IRD have confirmed when “liquidation” occurs under each process. It reinforces BR Pub 14/09 that a short form liquidation commences (for tax purposes) when a valid resolution is passed, when the directors (and/or shareholders depending on the constitution) make the decision to wind up the business, pay all creditors, distribute surplus assets and request removal from the register of companies, and then carry out the short from liquidation process. It also confirms that the first step legally necessary to achieve a long form liquidation is not the same. A long form liquidation commences when the shareholders pass a resolution to appoint a named liquidator.
The commentary talks of the trigger for losing the “on liquidation” status under the short form method. Quite simply, if the company continues to trade after the winding up resolutions under the short form process or before the formal liquidation, there is a risk a capital distribution in that period is taxable. Also, if a company commences a short form process then there is a significant delay or does not complete the formal strike off, earlier capital distributions may be held taxable.

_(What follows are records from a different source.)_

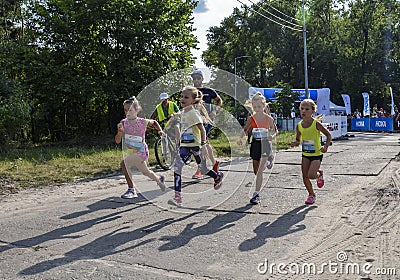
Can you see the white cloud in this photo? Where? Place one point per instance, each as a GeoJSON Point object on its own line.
{"type": "Point", "coordinates": [211, 13]}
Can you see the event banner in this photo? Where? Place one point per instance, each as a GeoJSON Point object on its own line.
{"type": "Point", "coordinates": [392, 107]}
{"type": "Point", "coordinates": [382, 124]}
{"type": "Point", "coordinates": [360, 124]}
{"type": "Point", "coordinates": [346, 100]}
{"type": "Point", "coordinates": [323, 106]}
{"type": "Point", "coordinates": [366, 110]}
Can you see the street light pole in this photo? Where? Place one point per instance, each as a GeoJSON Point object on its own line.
{"type": "Point", "coordinates": [305, 53]}
{"type": "Point", "coordinates": [236, 58]}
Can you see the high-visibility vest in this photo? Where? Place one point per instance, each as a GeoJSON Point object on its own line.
{"type": "Point", "coordinates": [160, 112]}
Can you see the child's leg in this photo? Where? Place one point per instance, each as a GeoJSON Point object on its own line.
{"type": "Point", "coordinates": [256, 164]}
{"type": "Point", "coordinates": [203, 164]}
{"type": "Point", "coordinates": [127, 173]}
{"type": "Point", "coordinates": [259, 175]}
{"type": "Point", "coordinates": [184, 154]}
{"type": "Point", "coordinates": [305, 167]}
{"type": "Point", "coordinates": [313, 169]}
{"type": "Point", "coordinates": [144, 169]}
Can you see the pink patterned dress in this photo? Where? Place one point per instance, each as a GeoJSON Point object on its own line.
{"type": "Point", "coordinates": [134, 137]}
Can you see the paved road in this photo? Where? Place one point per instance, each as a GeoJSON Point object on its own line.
{"type": "Point", "coordinates": [85, 231]}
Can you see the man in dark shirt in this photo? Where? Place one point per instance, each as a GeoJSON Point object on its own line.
{"type": "Point", "coordinates": [209, 95]}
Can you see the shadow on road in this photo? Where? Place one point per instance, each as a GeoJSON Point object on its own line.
{"type": "Point", "coordinates": [103, 246]}
{"type": "Point", "coordinates": [216, 224]}
{"type": "Point", "coordinates": [284, 225]}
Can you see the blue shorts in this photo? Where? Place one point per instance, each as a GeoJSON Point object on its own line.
{"type": "Point", "coordinates": [311, 158]}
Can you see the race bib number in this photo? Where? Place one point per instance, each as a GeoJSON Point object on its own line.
{"type": "Point", "coordinates": [308, 146]}
{"type": "Point", "coordinates": [187, 136]}
{"type": "Point", "coordinates": [260, 133]}
{"type": "Point", "coordinates": [134, 142]}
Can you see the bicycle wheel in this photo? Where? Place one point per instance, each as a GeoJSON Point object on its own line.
{"type": "Point", "coordinates": [165, 152]}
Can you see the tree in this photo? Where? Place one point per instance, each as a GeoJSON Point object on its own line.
{"type": "Point", "coordinates": [91, 55]}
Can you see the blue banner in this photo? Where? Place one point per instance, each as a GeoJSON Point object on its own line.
{"type": "Point", "coordinates": [269, 93]}
{"type": "Point", "coordinates": [382, 124]}
{"type": "Point", "coordinates": [373, 124]}
{"type": "Point", "coordinates": [360, 124]}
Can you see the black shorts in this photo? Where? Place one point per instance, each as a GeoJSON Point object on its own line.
{"type": "Point", "coordinates": [260, 148]}
{"type": "Point", "coordinates": [311, 158]}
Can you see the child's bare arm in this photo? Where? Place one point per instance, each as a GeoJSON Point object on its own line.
{"type": "Point", "coordinates": [328, 135]}
{"type": "Point", "coordinates": [118, 136]}
{"type": "Point", "coordinates": [297, 141]}
{"type": "Point", "coordinates": [156, 125]}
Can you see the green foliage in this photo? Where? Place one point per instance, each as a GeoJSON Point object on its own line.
{"type": "Point", "coordinates": [80, 60]}
{"type": "Point", "coordinates": [15, 117]}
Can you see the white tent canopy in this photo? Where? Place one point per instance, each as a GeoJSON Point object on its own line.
{"type": "Point", "coordinates": [336, 109]}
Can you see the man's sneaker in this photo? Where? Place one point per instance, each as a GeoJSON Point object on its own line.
{"type": "Point", "coordinates": [161, 183]}
{"type": "Point", "coordinates": [218, 181]}
{"type": "Point", "coordinates": [129, 194]}
{"type": "Point", "coordinates": [176, 200]}
{"type": "Point", "coordinates": [198, 175]}
{"type": "Point", "coordinates": [320, 179]}
{"type": "Point", "coordinates": [255, 199]}
{"type": "Point", "coordinates": [216, 166]}
{"type": "Point", "coordinates": [310, 199]}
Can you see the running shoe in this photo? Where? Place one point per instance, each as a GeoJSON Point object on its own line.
{"type": "Point", "coordinates": [218, 181]}
{"type": "Point", "coordinates": [320, 179]}
{"type": "Point", "coordinates": [129, 194]}
{"type": "Point", "coordinates": [255, 199]}
{"type": "Point", "coordinates": [197, 175]}
{"type": "Point", "coordinates": [176, 200]}
{"type": "Point", "coordinates": [310, 199]}
{"type": "Point", "coordinates": [216, 166]}
{"type": "Point", "coordinates": [161, 183]}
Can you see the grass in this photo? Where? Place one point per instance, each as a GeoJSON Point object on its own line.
{"type": "Point", "coordinates": [44, 166]}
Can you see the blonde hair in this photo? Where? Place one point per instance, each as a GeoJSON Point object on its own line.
{"type": "Point", "coordinates": [258, 96]}
{"type": "Point", "coordinates": [134, 103]}
{"type": "Point", "coordinates": [311, 103]}
{"type": "Point", "coordinates": [313, 107]}
{"type": "Point", "coordinates": [197, 95]}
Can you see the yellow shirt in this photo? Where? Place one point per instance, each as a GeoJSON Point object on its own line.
{"type": "Point", "coordinates": [310, 139]}
{"type": "Point", "coordinates": [190, 133]}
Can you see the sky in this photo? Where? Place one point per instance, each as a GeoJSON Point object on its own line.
{"type": "Point", "coordinates": [209, 13]}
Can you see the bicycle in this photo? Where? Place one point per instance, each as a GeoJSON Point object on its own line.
{"type": "Point", "coordinates": [166, 147]}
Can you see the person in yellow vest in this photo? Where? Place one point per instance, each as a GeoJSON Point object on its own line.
{"type": "Point", "coordinates": [164, 110]}
{"type": "Point", "coordinates": [308, 135]}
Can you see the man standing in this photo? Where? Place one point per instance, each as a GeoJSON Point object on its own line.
{"type": "Point", "coordinates": [209, 95]}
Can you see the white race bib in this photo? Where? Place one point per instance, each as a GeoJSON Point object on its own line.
{"type": "Point", "coordinates": [134, 142]}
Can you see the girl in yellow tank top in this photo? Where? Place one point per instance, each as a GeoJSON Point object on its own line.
{"type": "Point", "coordinates": [308, 135]}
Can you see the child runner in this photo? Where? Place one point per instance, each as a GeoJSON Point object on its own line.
{"type": "Point", "coordinates": [308, 135]}
{"type": "Point", "coordinates": [264, 131]}
{"type": "Point", "coordinates": [193, 141]}
{"type": "Point", "coordinates": [133, 129]}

Directors need to be wary that when they decide to wind up their company and opt for the shortform method that they cannot be held to have traded in the winding up process and they cannot incur significant delay without reason. Refer IRD’s example 3 below. The short form liquidation process must lead to the company strike off.
Example 1 below shows it can take time to achieve a winding up, even years.

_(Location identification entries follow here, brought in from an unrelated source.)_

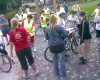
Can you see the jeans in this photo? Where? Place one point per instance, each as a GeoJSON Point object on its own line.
{"type": "Point", "coordinates": [59, 64]}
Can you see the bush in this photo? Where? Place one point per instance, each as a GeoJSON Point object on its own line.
{"type": "Point", "coordinates": [10, 15]}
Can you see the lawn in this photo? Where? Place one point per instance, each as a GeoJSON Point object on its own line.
{"type": "Point", "coordinates": [88, 7]}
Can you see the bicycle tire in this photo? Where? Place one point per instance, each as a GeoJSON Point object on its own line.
{"type": "Point", "coordinates": [74, 45]}
{"type": "Point", "coordinates": [46, 56]}
{"type": "Point", "coordinates": [92, 27]}
{"type": "Point", "coordinates": [6, 64]}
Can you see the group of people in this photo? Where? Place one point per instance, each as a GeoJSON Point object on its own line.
{"type": "Point", "coordinates": [54, 25]}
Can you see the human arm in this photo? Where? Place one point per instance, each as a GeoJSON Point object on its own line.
{"type": "Point", "coordinates": [46, 34]}
{"type": "Point", "coordinates": [5, 23]}
{"type": "Point", "coordinates": [11, 49]}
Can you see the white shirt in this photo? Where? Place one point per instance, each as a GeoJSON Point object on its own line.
{"type": "Point", "coordinates": [97, 18]}
{"type": "Point", "coordinates": [71, 21]}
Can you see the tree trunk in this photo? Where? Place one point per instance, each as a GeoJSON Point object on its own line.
{"type": "Point", "coordinates": [37, 9]}
{"type": "Point", "coordinates": [54, 5]}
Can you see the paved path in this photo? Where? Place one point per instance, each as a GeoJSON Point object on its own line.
{"type": "Point", "coordinates": [14, 73]}
{"type": "Point", "coordinates": [90, 71]}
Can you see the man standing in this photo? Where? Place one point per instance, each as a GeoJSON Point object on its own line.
{"type": "Point", "coordinates": [4, 27]}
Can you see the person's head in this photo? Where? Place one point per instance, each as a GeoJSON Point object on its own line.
{"type": "Point", "coordinates": [99, 13]}
{"type": "Point", "coordinates": [29, 17]}
{"type": "Point", "coordinates": [2, 16]}
{"type": "Point", "coordinates": [58, 7]}
{"type": "Point", "coordinates": [62, 5]}
{"type": "Point", "coordinates": [75, 2]}
{"type": "Point", "coordinates": [42, 12]}
{"type": "Point", "coordinates": [72, 13]}
{"type": "Point", "coordinates": [52, 21]}
{"type": "Point", "coordinates": [19, 11]}
{"type": "Point", "coordinates": [81, 15]}
{"type": "Point", "coordinates": [98, 6]}
{"type": "Point", "coordinates": [14, 23]}
{"type": "Point", "coordinates": [45, 7]}
{"type": "Point", "coordinates": [62, 15]}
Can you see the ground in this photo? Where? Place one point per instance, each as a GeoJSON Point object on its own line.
{"type": "Point", "coordinates": [90, 71]}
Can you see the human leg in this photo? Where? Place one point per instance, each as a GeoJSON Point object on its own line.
{"type": "Point", "coordinates": [87, 48]}
{"type": "Point", "coordinates": [62, 65]}
{"type": "Point", "coordinates": [30, 58]}
{"type": "Point", "coordinates": [22, 60]}
{"type": "Point", "coordinates": [55, 65]}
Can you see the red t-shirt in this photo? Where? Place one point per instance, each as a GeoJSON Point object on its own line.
{"type": "Point", "coordinates": [33, 24]}
{"type": "Point", "coordinates": [19, 38]}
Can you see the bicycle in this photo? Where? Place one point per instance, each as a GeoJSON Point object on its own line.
{"type": "Point", "coordinates": [5, 62]}
{"type": "Point", "coordinates": [71, 43]}
{"type": "Point", "coordinates": [92, 24]}
{"type": "Point", "coordinates": [38, 29]}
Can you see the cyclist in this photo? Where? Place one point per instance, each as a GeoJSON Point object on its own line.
{"type": "Point", "coordinates": [4, 27]}
{"type": "Point", "coordinates": [95, 12]}
{"type": "Point", "coordinates": [85, 38]}
{"type": "Point", "coordinates": [3, 51]}
{"type": "Point", "coordinates": [29, 25]}
{"type": "Point", "coordinates": [97, 20]}
{"type": "Point", "coordinates": [72, 20]}
{"type": "Point", "coordinates": [44, 20]}
{"type": "Point", "coordinates": [20, 38]}
{"type": "Point", "coordinates": [53, 35]}
{"type": "Point", "coordinates": [76, 7]}
{"type": "Point", "coordinates": [61, 20]}
{"type": "Point", "coordinates": [19, 16]}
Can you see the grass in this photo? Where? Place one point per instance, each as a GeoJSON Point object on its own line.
{"type": "Point", "coordinates": [88, 7]}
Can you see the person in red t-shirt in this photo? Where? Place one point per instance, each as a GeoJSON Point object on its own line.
{"type": "Point", "coordinates": [29, 25]}
{"type": "Point", "coordinates": [19, 37]}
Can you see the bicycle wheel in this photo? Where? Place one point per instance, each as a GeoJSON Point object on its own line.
{"type": "Point", "coordinates": [92, 27]}
{"type": "Point", "coordinates": [48, 55]}
{"type": "Point", "coordinates": [67, 44]}
{"type": "Point", "coordinates": [74, 45]}
{"type": "Point", "coordinates": [5, 63]}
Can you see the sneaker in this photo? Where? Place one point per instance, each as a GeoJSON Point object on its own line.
{"type": "Point", "coordinates": [36, 73]}
{"type": "Point", "coordinates": [8, 44]}
{"type": "Point", "coordinates": [34, 49]}
{"type": "Point", "coordinates": [25, 77]}
{"type": "Point", "coordinates": [82, 61]}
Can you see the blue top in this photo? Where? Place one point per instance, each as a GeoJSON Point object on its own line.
{"type": "Point", "coordinates": [54, 37]}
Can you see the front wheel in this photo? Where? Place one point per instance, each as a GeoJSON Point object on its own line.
{"type": "Point", "coordinates": [5, 63]}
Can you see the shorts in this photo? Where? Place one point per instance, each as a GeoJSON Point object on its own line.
{"type": "Point", "coordinates": [25, 55]}
{"type": "Point", "coordinates": [32, 39]}
{"type": "Point", "coordinates": [97, 33]}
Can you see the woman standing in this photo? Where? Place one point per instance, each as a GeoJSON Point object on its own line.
{"type": "Point", "coordinates": [85, 38]}
{"type": "Point", "coordinates": [19, 37]}
{"type": "Point", "coordinates": [54, 34]}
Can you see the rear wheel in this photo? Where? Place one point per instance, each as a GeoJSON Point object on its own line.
{"type": "Point", "coordinates": [92, 27]}
{"type": "Point", "coordinates": [5, 63]}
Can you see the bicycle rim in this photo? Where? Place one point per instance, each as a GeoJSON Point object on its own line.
{"type": "Point", "coordinates": [48, 55]}
{"type": "Point", "coordinates": [92, 27]}
{"type": "Point", "coordinates": [74, 45]}
{"type": "Point", "coordinates": [5, 64]}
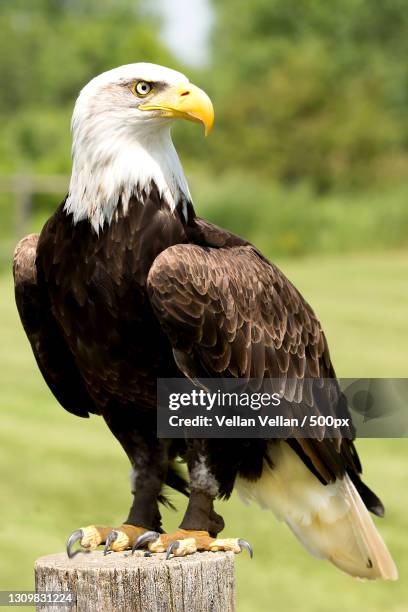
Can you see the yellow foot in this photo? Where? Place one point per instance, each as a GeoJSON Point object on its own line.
{"type": "Point", "coordinates": [185, 542]}
{"type": "Point", "coordinates": [114, 538]}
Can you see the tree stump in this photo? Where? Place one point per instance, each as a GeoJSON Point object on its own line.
{"type": "Point", "coordinates": [118, 582]}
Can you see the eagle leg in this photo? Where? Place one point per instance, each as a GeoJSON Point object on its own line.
{"type": "Point", "coordinates": [116, 539]}
{"type": "Point", "coordinates": [201, 524]}
{"type": "Point", "coordinates": [186, 542]}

Changing processes from short to long form is less clear. The article suggests “unforeseen processes” as a legitimate reason. It does not specify the common position where companies resolve to wind up their businesses, start to carry out that process and then appoint a liquidator to complete the process down the track. Liquidation for tax purposes starts on the winding up resolution and then the formal long form liquidation starts from the shareholder resolution appointing the liquidators by name later. It seems so long as there is a clear intention and reason to change process that this is acceptable.

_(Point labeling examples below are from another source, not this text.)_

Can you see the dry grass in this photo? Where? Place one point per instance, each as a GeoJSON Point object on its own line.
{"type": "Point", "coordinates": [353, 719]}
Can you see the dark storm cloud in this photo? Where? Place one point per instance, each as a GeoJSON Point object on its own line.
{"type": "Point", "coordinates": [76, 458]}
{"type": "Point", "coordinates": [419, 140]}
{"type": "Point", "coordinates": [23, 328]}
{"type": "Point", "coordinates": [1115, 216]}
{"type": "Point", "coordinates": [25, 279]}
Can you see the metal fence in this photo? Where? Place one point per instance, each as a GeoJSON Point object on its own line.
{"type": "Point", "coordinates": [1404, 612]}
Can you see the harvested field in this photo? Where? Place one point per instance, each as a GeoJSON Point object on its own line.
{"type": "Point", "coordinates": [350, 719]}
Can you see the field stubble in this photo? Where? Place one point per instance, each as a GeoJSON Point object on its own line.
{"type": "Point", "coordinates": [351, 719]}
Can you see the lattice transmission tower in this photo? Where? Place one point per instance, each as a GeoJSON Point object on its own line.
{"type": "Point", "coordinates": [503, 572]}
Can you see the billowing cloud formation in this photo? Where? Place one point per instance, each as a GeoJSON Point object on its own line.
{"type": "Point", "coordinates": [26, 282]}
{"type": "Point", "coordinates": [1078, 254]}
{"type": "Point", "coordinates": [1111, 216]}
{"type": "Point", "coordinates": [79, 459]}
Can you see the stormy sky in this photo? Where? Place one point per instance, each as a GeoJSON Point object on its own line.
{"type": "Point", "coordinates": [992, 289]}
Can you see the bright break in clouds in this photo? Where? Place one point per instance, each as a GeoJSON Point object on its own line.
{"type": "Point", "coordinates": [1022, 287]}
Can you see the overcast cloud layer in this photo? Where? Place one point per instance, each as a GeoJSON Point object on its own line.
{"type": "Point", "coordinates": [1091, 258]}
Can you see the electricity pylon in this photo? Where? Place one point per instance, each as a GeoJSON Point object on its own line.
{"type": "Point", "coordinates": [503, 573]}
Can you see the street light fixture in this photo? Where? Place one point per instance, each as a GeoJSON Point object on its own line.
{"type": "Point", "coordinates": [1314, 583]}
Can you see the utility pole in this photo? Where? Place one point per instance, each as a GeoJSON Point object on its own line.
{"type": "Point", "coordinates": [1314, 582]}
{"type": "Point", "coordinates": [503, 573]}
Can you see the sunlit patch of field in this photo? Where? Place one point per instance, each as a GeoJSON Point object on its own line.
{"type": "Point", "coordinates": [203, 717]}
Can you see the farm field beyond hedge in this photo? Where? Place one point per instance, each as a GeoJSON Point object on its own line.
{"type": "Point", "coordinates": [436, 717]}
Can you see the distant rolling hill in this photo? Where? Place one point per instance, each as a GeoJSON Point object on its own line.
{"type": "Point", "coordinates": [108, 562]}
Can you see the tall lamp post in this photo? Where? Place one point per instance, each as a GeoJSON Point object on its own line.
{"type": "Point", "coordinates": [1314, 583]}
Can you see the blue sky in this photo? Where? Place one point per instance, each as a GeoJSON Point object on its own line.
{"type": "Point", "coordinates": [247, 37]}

These are the key clauses relating to the change of process, from my perspective are at 12 and 13 of QB20/03 :
12. Changing Processes “Sometimes, a company that has embarked on a short-form liquidation may find it necessary due to unforeseen circumstances to appoint a liquidator. This could occur, for example, where a dispute arises in the course of winding-up the business that would be better to have a third-party liquidator resolve. The Commissioner considers that the period known as “on liquidation” began when a valid resolution was passed commencing the short-form liquidation process.”
13. Time Delays “In some cases, there may be an extended period between the first step legally necessary to achieve liquidation and the removal of the company from the register. The period may even span different tax years, so that a distribution is made in a period preceding the removal of the company from the register. The Commissioner will assume that any distributions are made pursuant to a genuine intention to liquidate. However, if the liquidation is not completed or, in the case of a short-form liquidation, the company does not cease to trade after a resolution to cease to trade is passed, then such a distribution will not have occurred “on liquidation” and the distributions will be taxable.”
This suggests that a company may change processes so long as there is a genuine intention to liquidate from the outset and “on liquidation” occurs from the initial resolution (so long as further trading does not disrupt that).